Anche una private bank da 88,2 miliardi di masse in gestione conta sull’analisi dei dati e sull’intelligenza artificiale per migliorare le performance dei propri consulenti finanziari e valorizzare i patrimoni dei clienti. “Da un anno abbiamo centralizzato tutte le informazioni e abbiamo costruito una struttura che ci permette di gestire informazioni di diversa estrazione attraverso un data lake in cloud che permette di fare storage ed elaborazioni di una grande mole di dati”, spiega a Wired Riccardo Renna, chief operation officer & innovation (coo) di Banca Generali, che dal 2016 lavora per accelerare la trasformazione digitale di piazza Tre Torri.

Il focus è sui 2.230 banker sul campo, l’interfaccia dell’istituto con i risparmiatori. “Ogni banca ha tanti dati dei clienti, noi vogliamo analizzarli per essere un supporto per i nostri consulenti finanziari per favorire la loro crescita e migliorare la qualità del loro servizio verso la propria clientela”, spiega il manager. Un compito agevolato dall’intelligenza artificiale che aiuta a intercettare la liquidità non affidata alla banca. “Siamo partiti dalle abitudini di spesa: abbiamo ri-clusterizzato con l’Ai tutti gli acquisti dei nostri clienti per vedere se ci sono dei pattern interessanti. Raccogliamo queste informazioni per provare a cogliere degli spunti senza andare direttamente sui clienti, ma offrendo possibilità in più ai banker”, prosegue Renna.

Il percorso per diventare un istituto data-driven, spiega Renna, non è stato semplice. Banca Generali ha portato avanti un lavoro di “modellamento dei dati” per assicurare che tutti avessero chiaro il potenziale di ogni informazione. Per ottenere buoni risultati, sottolinea il coo, “non importa molto l’algoritmo che applichi, ma serve far bene tutto il lavoro che c’è prima dell’analisi. Altrimenti metti in funzione degli algoritmi che elaborano dati senza senso: il grosso del lavoro che abbiamo fatto in questi anni – aggiunge – è stato mettere ordine a tutta la nostra base dati ed essere molto allineati sul significato di ciascuna informazione raccolta”. Letteralmente: “Abbiamo creato un vero dizionario che ci permette di avere la descrizione dei dati, il modo in cui vengono estratti e modellati”.

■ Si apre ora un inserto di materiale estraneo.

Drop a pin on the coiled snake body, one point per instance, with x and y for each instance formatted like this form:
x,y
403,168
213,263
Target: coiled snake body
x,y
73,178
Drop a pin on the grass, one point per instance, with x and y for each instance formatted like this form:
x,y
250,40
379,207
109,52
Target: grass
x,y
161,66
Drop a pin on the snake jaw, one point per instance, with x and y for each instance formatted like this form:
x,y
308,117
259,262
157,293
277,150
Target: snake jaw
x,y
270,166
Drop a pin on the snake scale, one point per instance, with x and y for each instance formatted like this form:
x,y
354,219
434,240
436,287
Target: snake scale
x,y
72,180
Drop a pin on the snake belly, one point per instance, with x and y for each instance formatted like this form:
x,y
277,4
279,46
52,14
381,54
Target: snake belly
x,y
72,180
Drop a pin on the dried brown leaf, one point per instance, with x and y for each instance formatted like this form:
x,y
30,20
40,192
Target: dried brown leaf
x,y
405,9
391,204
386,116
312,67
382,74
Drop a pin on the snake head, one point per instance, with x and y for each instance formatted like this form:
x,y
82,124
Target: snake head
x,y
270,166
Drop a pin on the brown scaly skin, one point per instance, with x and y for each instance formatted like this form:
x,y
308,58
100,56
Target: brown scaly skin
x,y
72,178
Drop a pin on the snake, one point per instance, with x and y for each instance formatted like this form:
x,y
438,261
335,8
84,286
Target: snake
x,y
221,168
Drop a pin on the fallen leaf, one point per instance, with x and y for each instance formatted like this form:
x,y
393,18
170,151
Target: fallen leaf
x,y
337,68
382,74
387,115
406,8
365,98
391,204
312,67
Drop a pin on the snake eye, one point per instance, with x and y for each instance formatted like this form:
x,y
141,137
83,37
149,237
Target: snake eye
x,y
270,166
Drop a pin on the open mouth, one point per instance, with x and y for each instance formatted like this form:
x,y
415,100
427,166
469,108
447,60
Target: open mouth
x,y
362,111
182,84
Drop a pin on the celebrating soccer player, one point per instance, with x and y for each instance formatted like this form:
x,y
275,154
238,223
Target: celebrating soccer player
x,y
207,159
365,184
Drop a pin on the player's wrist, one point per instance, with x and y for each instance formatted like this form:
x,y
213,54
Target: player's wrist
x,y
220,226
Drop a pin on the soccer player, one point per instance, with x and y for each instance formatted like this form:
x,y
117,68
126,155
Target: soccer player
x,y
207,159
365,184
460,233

“Obiettivo la democratizzazione dei dati”

Il progetto sui dati in Banca Generali è “partito da qualche anno ed è rolling”, cioè spesso viene aggiornato e rilanciato perché ottiene maggiore importanza all’interno dei processi aziendali. “Acquisisce sempre più funzioni, più valori, più obiettivi. E abbiamo tutto il top management della banca ben allineato, a partire dall’amministratore delegato Gian Maria Mossa”. L’impatto sull’attività dei banker c’è, anche se non è possibile entrare nel dettaglio dei numeri. “Oggi la nostra ambizione è favorire la democratizzazione dei dati, cioè mettere tutti in condizione di poter usare le informazioni partendo da una base comune”, aggiunge Renna.

“La centralizzazione del patrimonio informativo dei clienti, la valorizzazione del dato e la modalità di elaborazione diventano cruciali per generare nuove opportunità di crescita, nella relazione di fiducia e nello sviluppo territoriale. L’analisi approfondita dei dati – prosegue il manager – consente di sviluppare una panoramica completa della situazione finanziaria e delle preferenze di ogni cliente, comprendere le sue esigenze e offrire servizi finanziari su misura”.